Data Modeling and Operational Factors

Designing the data model of your application is a crucial task that can make or break the performance of your application

A well-designed data model allows you to write efficient AQL queries, increase throughput of CRUD operations, and makes sure your data is distributed in the most effective way.

Whether you design a new application with ArangoDB or port an existing one to use ArangoDB, you should always analyze the (expected) data access patterns of your application in conjunction with several factors:

Operation Atomicity

All insert / update / replace / remove operations in ArangoDB are atomic on a single document, in the sense that any read operation either observes a single document write in its entirety or not at all, regardless of whether it is a read in the same transaction, a different transaction, or indeed another write operation implicitly reading the document (like update). This is true for all deployment modes including cluster.

When using a single instance of ArangoDB or a OneShard database in a cluster, we can make additional guarantees: Multi-document / multi-collection queries are guaranteed to be fully atomic, in the sense that one transaction observes any other transaction either in its entirety, or not at all. In general, this is not guaranteed for cluster deployments in case of failovers.

Transactional Isolation

In the single instance case and in the OneShard database case, ArangoDB uses RocksDB’s snapshot isolation  for reads and uses RocksDB key-level pessimistic locking for write-write-conflict detection.
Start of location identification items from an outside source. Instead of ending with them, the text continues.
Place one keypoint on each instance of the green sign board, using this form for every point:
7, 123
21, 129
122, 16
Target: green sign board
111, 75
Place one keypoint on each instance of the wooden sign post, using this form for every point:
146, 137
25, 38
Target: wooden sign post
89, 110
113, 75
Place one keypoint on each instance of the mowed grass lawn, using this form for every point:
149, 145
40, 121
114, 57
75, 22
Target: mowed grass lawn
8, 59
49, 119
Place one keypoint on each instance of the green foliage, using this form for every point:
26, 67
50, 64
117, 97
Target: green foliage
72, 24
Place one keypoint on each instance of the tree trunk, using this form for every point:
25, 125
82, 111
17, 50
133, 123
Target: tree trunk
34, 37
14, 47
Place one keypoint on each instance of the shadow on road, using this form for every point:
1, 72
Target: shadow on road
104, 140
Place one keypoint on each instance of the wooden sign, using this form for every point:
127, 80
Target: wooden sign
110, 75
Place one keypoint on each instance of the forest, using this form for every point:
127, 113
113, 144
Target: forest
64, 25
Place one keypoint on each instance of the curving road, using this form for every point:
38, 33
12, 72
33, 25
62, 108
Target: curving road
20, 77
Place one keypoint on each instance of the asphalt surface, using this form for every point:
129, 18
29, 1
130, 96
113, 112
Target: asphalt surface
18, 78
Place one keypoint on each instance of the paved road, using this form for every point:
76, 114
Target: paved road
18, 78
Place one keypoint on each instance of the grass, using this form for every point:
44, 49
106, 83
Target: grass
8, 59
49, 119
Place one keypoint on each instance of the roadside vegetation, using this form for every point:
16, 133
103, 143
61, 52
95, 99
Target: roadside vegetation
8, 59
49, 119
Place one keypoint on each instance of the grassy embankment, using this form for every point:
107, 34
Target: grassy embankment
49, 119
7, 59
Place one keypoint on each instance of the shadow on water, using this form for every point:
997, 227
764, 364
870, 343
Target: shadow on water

Therefore, in these cases, the isolation level ArangoDB guarantees for transactions is “repeatable read ” in the following sense: the reads of a transaction see a snapshot of the state of the database, that is, a transaction T does not see “dirty reads”, which are writes from other transactions which have not yet committed. Furthermore, a transaction T does not see writes from other transactions, which have started, after T was started, even if they commit before the read of T happens. Finally, in the end, there is a total order on the set of all transactions, so that the state of the database is as if the writes of the transactions would have been executed in this order.

Note that this is strictly weaker than “serializable”, since it is possible that two concurrent transactions T1 and T2 both read the old state from before both of them (including the documents T1 or T2 touch), but then write to disjoint sets of keys. This allows for the possibility of “phantom reads”.

Note that in a cluster without OneShard databases, these isolation guarantees are not given.

Denormalizing Data

In traditional SQL databases it is considered a good practice to normalize all your data across multiple tables to avoid duplicated data and ensure consistency.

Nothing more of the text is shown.